Open is the flavor du jour in enterprise software for big data. But it’s just the beginning.
The challenge of analyzing massive data sets has spurred a hotbed of creativity in open-source communities. While some of these are more novel than innovative, hindsight has taught us that open source succeeds in the enterprise when it meets relatively mundane challenges like security, reliability, manageability and cost-efficiency.
Enterprises need a platform to ingest, store and process data that is open and extensible but also robust and high-performing. Committed to developing Apache Hadoop as that platform for the long-term, Intel is adding value to these essentials.
• First, we focused on bolstering security with hardware capabilities available today. In the Intel Distribution for Apache Hadoop, we built in file-based encryption in HDFS, accelerated up to 20 times with Intel AES-NI. We also launched Project Rhino to offer a common framework for authentication, authorization and auditing across key Hadoop projects.
• Optimizing performance was another focus, and we achieved up to 8.5 times faster Hive queries, adaptive data replication and optimization for SSD.
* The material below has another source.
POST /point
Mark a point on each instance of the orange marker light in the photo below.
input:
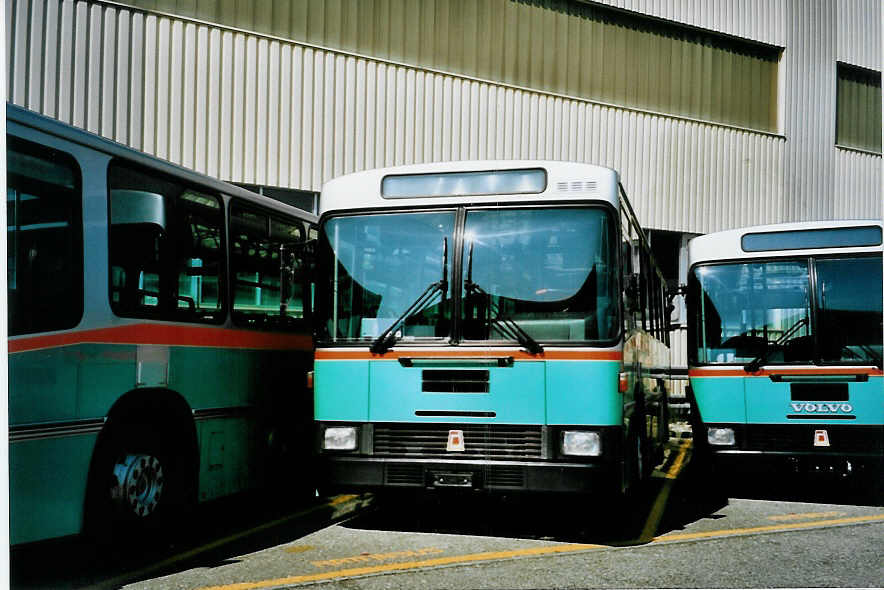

• We’re also making secure, high-performing Hadoop clusters easier to manage. By simplifying deployment and monitoring, automating configuration with Intel® Manager, and enabling Hadoop across multiple data centers, we’re taking the complexity out of Hadoop deployments.
While foresight is rarer than hindsight, we predict that this is the right approach for enterprises which are harnessing big data for the long haul.